JSW Infrastructure finalises ₹1,212 crore deal for three rail logistics arms, boosting its multimodal capabilities.

A significant strategic expansion into the railway rake industry has been announced by JSW Infrastructure. A Share Purchase Agreement (SPA) has been executed by its wholly-owned subsidiary, JSW Port Logistics (JSWPLPL), to purchase 100 per cent of three rail logistics companies from JSW Shipping & Logistics. The transaction has an enterprise value of ₹1,212 crore.
Important Acquisition Information: JSW Port Logistics, a fully owned subsidiary of JSW Infrastructure, is the acquiring entity.
Acquired organisations include Rail Infra Logistics, JSW, Rail Logistics, JSW Minerals, and Rail Logistics, JSW (South) ₹1,212 crore was the transaction value.
Post-Acquisition Status: JSW Infrastructure will acquire the three businesses as step-down wholly-owned subsidiaries. Shareholder and regulatory clearances, including a crucial Ministry of Railways approval, are required for the transaction. After all requirements are satisfied, the business anticipates closing the deal in 30 days.
JSW Infrastructure’s objective of creating an integrated end-to-end multimodal logistics platform is significantly advanced by the acquisition.
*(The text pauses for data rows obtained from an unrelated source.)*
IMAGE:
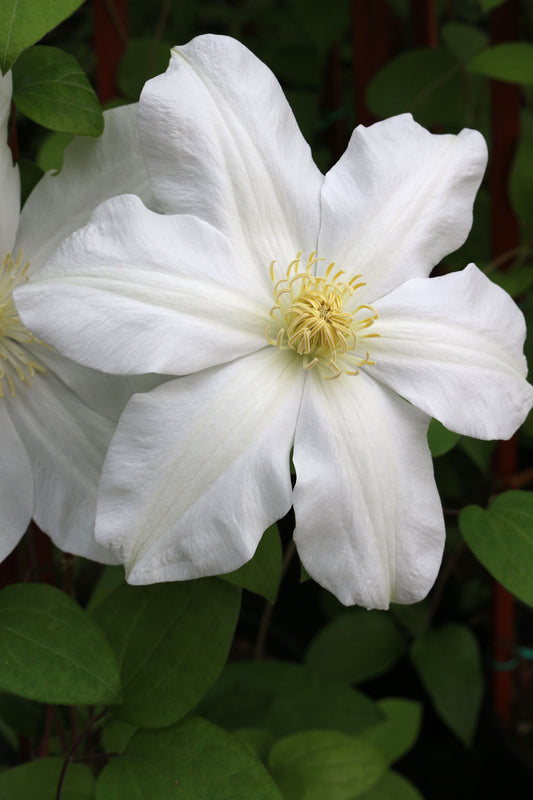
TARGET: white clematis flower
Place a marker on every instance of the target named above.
(298, 309)
(56, 418)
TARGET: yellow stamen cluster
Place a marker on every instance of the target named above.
(15, 360)
(316, 316)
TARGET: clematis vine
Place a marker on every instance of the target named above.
(56, 418)
(298, 312)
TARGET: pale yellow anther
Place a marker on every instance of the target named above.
(314, 316)
(17, 361)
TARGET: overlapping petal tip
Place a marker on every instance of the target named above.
(208, 474)
(16, 486)
(399, 200)
(93, 171)
(66, 443)
(452, 346)
(9, 175)
(369, 523)
(221, 142)
(136, 292)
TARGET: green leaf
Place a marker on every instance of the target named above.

Two significant Indian Railways programmes are immediately accessible through the agreement:
General Purpose Waggon Investment Scheme (GPWIS): Since Indian Railways has placed a ban on issuing new GPWIS licenses until February 2027, the acquired enterprises’ valid GPWIS licenses are especially valuable.
The Special Freight Train Operator (LSFTO) programme has been liberalised.
The acquired companies now have a fleet of 21 rakes (four more are on the way), and they have long-term transport contracts with clients like JSW Steel and Bhushan Power and Steel that last up to ten years.
JSW Infrastructure intends to grow its rail fleet quickly:
By FY27, increase the fleet of rakes from 25 (after acquisition) to 45.
By FY30, expand the fleet to 110 rakes.
Rebates from Indian Railways and market premiums from clients make up the rake operator business’s advantageous dual-revenue model, which generates steady, annuity-like profits. By FY27, the acquired companies are expected to generate an annualised EBITDA of ₹150 crore.